SEDF's building is unique in that it offers a great deal of finish out flexibility for the end user's needs, which means they won't have to spend a lot of money customizing the building to their specific needs, plus it will save them 120 to 150 days in design, engineering, site development, bidding, and construction, Burg said. “If time is money, we can save the right occupant both of those items,” he said.

“Since the start of construction and until now, we have been able to use the building to respond to 28 different Requests for Information, (RFI), regarding any available buildings in our community,” Burg said. “A RFI is where a prospect has identified a certain geographic region that they are interested in locating in. If we had not have had this building as a resource, we could not have responded to any of those enquiries.”

Since the start of construction on the shell building, SEDF has had seven different site visits, where the prospect has been to the community, looked at the building to determine if that would meet their specific needs.

“We have been visited by a heat treating firm, an artificial lift manufacturer, a consumer product warehousing business, an aerospace manufacturer, a food distribution company, a tire distributor, and a oil field tank manufacturer,” he said.

In all of those visits the building was either not going to be finished soon enough or wasn't exactly what they were looking for or was simply too large, he said.

“However, those site visits have allowed us to have a face to face meeting with the prospects and one of those meetings has allowed us to find the prospect another available building in the community,” he said.

That business was Keystone Food Services.

“Long story short, having an available product allowed us to meet the prospect and in turn find a property that did meet their needs,” Burg said.

A good fit

Keystone Foodservice CEO Josh Sanders said when the plant started looking at sites for a warehouse it developed a 60-mile radius based on being best located to service its accounts from a logistic standpoint.

Shawnee was a preferred location from the beginning, he said.

“Shawnee quickly distanced from the others due to Burg being available to alert us to possible buildings as they became available,” he said.

“We met Tim because of the SEDF building being for sale,” he said.

Burg said the shell building was much larger than what they were looking for, so they continued searching for a suitable building in the community and within the greater Oklahoma City region.

He said with the help of SEDF board member Greg Brown, it was discovered that the former Coca-Cola building at Kennedy and the Kickapoo Spur was going to become available.

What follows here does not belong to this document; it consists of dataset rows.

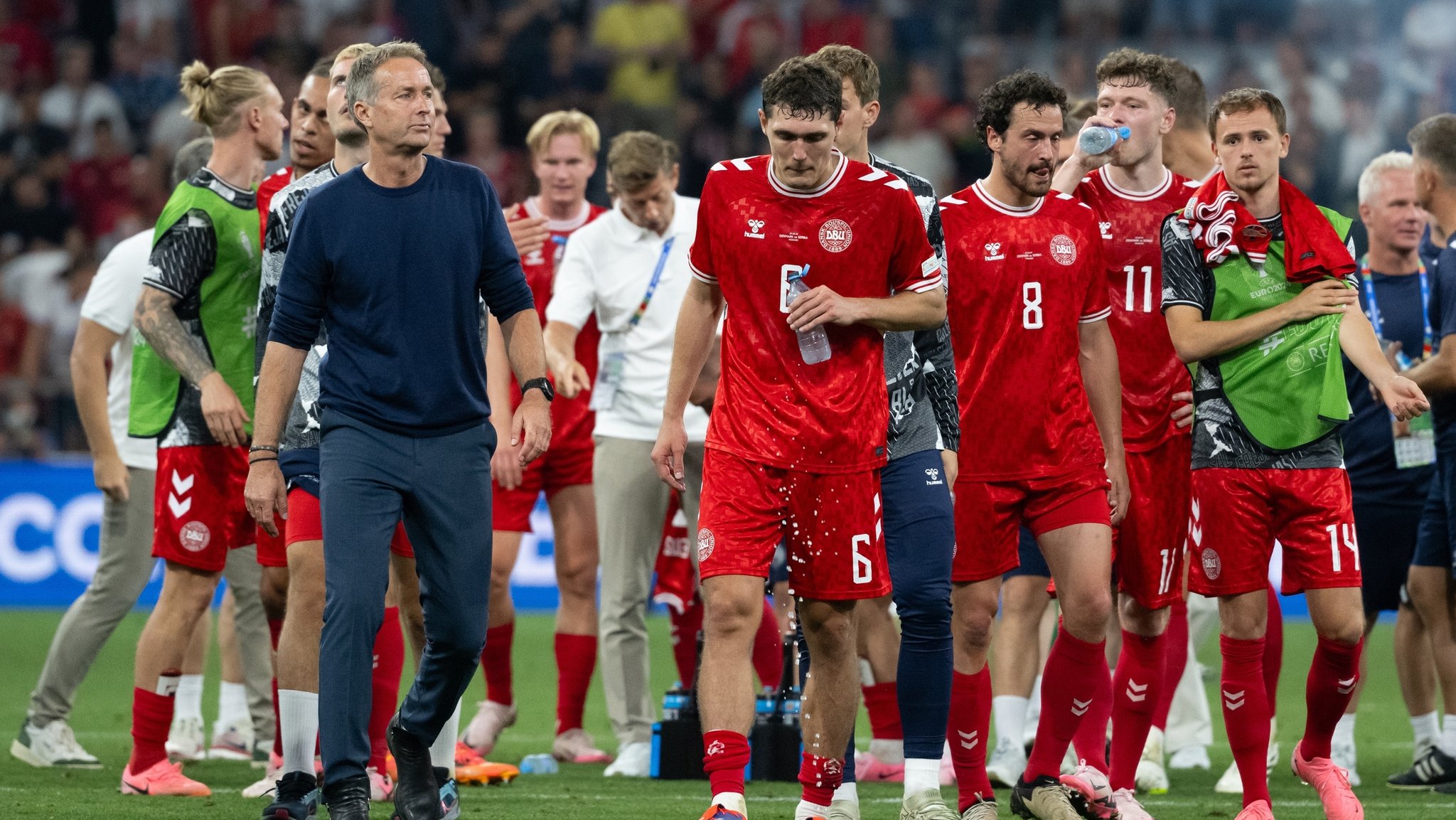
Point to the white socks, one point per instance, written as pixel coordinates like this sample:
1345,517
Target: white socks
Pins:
807,810
1010,714
1428,729
299,720
922,775
190,698
232,704
441,753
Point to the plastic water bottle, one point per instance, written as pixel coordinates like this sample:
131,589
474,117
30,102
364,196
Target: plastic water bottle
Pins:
539,765
1100,139
813,344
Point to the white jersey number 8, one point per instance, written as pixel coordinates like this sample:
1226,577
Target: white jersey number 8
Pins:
1032,307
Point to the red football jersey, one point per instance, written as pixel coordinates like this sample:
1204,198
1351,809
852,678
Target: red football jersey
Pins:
1132,226
274,183
860,233
540,275
1025,279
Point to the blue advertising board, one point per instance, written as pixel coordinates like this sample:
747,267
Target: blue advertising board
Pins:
50,526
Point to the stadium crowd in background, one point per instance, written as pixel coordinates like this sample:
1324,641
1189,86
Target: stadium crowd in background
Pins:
91,115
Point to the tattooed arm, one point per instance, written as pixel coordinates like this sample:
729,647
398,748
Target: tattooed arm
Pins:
181,260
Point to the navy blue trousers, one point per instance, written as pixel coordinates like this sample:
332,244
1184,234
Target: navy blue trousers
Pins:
919,548
441,489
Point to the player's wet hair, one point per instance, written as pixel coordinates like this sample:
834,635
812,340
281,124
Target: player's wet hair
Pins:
803,87
637,158
855,66
1435,142
1025,86
1132,68
1242,101
216,98
558,123
1190,98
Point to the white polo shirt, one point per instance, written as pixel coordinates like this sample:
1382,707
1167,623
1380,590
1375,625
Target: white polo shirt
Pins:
111,302
604,271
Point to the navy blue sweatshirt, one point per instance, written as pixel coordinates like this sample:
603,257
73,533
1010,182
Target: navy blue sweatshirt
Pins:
395,275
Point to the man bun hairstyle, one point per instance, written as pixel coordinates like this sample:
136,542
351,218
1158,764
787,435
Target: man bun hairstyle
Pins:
1435,142
637,158
997,101
363,75
803,87
1242,101
213,98
1132,68
1190,98
855,66
557,123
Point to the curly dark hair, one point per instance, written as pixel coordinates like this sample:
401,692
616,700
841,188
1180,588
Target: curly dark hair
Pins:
1132,68
996,102
803,87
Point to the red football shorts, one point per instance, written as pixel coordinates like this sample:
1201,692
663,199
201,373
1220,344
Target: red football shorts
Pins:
1147,547
676,577
987,514
273,551
306,523
200,510
1239,513
832,523
565,464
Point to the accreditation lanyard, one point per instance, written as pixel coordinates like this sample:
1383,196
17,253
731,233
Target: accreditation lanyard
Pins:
1378,321
614,365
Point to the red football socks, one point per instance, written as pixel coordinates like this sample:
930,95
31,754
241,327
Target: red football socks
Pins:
1247,713
1273,651
150,721
1136,692
819,777
496,663
768,649
968,733
725,753
1069,688
1175,649
883,704
389,660
575,661
1328,689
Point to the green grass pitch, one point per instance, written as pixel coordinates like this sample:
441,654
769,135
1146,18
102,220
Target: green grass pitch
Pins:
102,720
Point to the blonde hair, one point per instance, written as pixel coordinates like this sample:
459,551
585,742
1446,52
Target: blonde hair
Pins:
637,158
1374,176
564,123
215,97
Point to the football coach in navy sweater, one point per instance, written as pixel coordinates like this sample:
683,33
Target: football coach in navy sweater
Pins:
392,260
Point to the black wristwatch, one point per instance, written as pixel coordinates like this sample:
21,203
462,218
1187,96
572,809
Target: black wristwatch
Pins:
543,385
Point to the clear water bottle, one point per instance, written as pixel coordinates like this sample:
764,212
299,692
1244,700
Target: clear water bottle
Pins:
1100,139
539,765
813,344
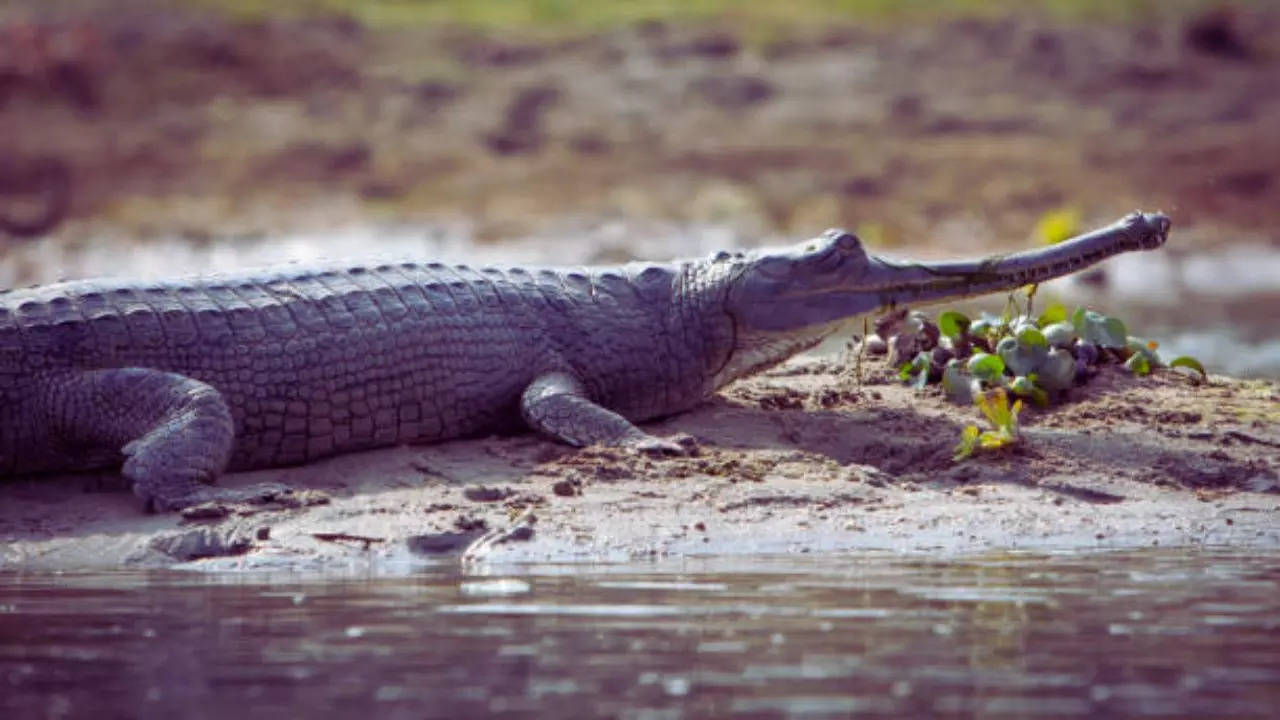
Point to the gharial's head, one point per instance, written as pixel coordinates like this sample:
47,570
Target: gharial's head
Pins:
789,299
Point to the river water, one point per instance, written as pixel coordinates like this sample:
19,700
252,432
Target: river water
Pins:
1173,633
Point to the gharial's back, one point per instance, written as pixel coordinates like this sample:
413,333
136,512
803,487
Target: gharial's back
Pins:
315,363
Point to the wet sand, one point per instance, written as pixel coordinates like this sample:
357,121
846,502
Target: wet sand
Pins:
803,459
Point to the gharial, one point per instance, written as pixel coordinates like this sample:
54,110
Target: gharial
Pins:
177,382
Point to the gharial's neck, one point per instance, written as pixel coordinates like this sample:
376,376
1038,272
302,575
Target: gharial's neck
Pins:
757,352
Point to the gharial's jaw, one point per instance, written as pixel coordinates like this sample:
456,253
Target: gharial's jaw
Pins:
787,300
833,278
915,283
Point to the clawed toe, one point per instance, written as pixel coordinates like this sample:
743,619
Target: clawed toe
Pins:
662,447
256,495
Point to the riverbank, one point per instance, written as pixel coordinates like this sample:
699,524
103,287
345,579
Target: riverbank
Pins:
803,459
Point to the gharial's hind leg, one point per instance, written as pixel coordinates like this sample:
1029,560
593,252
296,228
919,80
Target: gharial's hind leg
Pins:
174,432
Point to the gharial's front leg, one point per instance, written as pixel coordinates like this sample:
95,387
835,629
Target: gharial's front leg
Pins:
556,404
174,432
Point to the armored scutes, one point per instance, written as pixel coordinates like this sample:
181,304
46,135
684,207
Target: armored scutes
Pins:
177,382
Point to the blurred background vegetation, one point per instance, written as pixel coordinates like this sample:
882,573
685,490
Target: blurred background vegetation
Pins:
955,122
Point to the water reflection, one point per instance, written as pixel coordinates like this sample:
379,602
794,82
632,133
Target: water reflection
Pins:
1151,633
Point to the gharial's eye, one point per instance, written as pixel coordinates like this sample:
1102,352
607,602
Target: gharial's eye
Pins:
844,241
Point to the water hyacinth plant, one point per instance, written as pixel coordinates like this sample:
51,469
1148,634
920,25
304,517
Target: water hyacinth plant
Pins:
1033,358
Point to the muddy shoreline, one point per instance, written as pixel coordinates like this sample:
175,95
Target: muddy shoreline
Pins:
801,459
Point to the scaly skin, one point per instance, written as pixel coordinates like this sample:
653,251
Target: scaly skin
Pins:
177,382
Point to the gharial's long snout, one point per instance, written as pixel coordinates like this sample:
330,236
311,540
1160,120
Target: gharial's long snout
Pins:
909,283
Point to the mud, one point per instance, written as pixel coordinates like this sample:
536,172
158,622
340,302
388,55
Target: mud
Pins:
803,459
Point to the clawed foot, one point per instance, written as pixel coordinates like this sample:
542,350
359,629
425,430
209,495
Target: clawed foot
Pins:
680,445
256,495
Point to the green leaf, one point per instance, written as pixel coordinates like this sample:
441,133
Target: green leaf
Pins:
1060,335
958,383
987,367
1188,361
1078,320
1116,332
1100,329
952,324
1056,226
1148,349
1055,313
1023,386
1057,372
1023,358
1138,364
1029,336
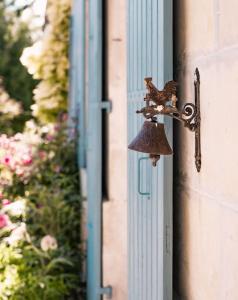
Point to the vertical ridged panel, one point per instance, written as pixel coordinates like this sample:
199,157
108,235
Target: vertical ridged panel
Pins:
149,54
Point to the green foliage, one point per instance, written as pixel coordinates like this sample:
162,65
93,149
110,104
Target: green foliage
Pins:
52,209
14,37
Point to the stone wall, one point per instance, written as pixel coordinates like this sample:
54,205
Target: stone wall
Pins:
206,203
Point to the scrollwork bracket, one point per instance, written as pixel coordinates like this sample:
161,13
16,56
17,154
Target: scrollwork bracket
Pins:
165,103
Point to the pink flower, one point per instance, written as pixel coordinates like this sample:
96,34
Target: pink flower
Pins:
27,160
7,160
42,154
6,202
49,137
4,220
57,169
48,242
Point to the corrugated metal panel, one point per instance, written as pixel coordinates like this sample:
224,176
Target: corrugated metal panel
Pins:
150,200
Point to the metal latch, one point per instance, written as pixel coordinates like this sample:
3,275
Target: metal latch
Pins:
107,291
107,105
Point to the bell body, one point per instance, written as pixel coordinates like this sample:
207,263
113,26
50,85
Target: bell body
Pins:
151,139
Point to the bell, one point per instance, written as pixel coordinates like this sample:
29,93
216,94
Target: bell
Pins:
152,139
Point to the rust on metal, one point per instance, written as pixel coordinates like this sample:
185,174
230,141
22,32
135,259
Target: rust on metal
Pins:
152,139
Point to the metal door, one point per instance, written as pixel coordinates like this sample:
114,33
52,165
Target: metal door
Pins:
149,188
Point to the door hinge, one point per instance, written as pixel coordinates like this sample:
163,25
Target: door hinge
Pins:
107,291
167,239
107,105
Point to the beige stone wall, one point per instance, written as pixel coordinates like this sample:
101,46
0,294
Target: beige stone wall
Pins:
115,210
206,204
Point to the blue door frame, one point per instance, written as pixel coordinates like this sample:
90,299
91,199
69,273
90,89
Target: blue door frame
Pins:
88,110
149,54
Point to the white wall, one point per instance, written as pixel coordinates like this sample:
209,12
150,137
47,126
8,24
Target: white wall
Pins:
115,210
206,204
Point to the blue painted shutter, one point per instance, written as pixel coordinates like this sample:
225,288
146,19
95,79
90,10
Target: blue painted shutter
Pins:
149,189
94,151
77,107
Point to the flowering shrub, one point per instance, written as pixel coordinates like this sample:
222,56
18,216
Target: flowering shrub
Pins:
40,220
40,243
48,61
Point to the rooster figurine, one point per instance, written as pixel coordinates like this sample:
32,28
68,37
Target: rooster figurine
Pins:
160,97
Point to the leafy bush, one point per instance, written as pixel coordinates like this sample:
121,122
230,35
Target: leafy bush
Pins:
40,255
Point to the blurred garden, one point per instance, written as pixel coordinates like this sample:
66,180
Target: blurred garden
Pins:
40,242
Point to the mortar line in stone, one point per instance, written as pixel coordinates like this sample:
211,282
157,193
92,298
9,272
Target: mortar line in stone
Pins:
219,200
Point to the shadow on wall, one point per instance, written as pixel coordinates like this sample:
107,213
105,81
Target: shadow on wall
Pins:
179,226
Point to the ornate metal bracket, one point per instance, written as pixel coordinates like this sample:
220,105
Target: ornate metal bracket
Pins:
164,103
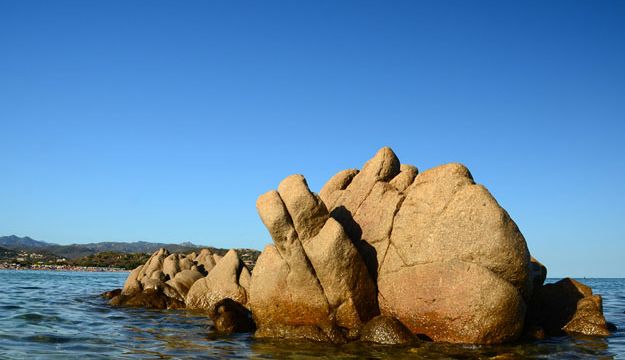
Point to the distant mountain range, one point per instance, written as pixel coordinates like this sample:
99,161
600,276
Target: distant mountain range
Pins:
16,243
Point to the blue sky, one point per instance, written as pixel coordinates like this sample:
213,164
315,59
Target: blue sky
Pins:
164,120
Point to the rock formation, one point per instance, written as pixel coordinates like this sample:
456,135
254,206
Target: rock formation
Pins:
312,283
448,261
568,306
386,330
229,278
162,282
385,254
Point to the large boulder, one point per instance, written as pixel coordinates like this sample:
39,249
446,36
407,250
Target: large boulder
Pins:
387,331
229,279
445,255
312,283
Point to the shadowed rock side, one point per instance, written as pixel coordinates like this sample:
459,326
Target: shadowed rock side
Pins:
229,278
449,261
433,253
312,283
566,306
386,330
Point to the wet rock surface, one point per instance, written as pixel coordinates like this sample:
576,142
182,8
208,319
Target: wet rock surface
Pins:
384,254
386,330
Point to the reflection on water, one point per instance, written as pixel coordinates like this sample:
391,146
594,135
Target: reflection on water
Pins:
60,315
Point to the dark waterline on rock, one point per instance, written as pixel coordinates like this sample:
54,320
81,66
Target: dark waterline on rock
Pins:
60,315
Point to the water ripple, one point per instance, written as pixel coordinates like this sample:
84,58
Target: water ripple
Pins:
60,315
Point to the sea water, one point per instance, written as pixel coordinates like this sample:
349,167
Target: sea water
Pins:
60,315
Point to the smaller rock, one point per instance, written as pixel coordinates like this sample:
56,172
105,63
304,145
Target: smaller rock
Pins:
570,306
111,294
230,317
149,298
386,330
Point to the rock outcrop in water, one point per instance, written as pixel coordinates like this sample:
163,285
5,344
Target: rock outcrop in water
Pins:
448,261
568,306
162,282
384,254
312,283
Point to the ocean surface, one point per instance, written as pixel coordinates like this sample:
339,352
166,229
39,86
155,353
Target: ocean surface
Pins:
60,315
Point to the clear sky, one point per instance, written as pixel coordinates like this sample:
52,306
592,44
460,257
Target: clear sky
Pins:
164,120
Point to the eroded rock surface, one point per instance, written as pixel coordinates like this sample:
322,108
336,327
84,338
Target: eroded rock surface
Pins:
312,283
446,256
229,278
162,282
386,330
569,306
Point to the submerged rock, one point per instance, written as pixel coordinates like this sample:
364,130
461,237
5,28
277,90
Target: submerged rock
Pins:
152,298
386,330
161,283
433,253
570,306
111,294
230,316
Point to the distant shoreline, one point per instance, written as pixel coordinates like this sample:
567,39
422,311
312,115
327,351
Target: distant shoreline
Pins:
63,268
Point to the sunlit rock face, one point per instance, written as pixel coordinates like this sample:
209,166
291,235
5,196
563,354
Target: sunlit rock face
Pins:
440,255
385,254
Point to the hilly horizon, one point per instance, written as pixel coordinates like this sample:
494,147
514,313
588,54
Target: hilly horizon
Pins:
73,251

“Once Keystone was connected to the building owners, they were able to negotiate a deal that allowed them to purchase the site,” he said. “We are thrilled that we found something that works for them, as they bring even more business diversity to Shawnee.”

Burg's networking within the community for possible sites was integral, Sanders said.

“He went above and beyond to assure we chose Shawnee as a location,” Sanders said.

About Keystone

Sanders said Keystone is relocating its warehouse from Stillwater.

“We envision this being our lifetime warehouse location due to Shawnee being centrally located in the state,” he said, “having interstate access and a talented community to find dedicated employees.”

He said the plant serves 93 school districts food and supplies to position their child nutrition programs to better serve their students healthy meals, made from scratch.

“Keystone Supply distributes products all across the state,” he said.

The plant uses fresh products to increase participation and excitement in public school cafeterias, he said.

He said Keystone Supply will employ numerous individuals with an annual payroll of $600,000.

“Those individuals will be executives, a warehouse manager, an office manger, drivers and product specialists,” he said. “This team of dedicated individuals will work daily to best service our customer base.”

He said the company is hoping to occupy the building July 1 and start shipping orders out the last week of July.

“Keystone Supply is proud to be part of the Shawnee community and looks forward to being a good partner in the community for years to come,” Sanders said.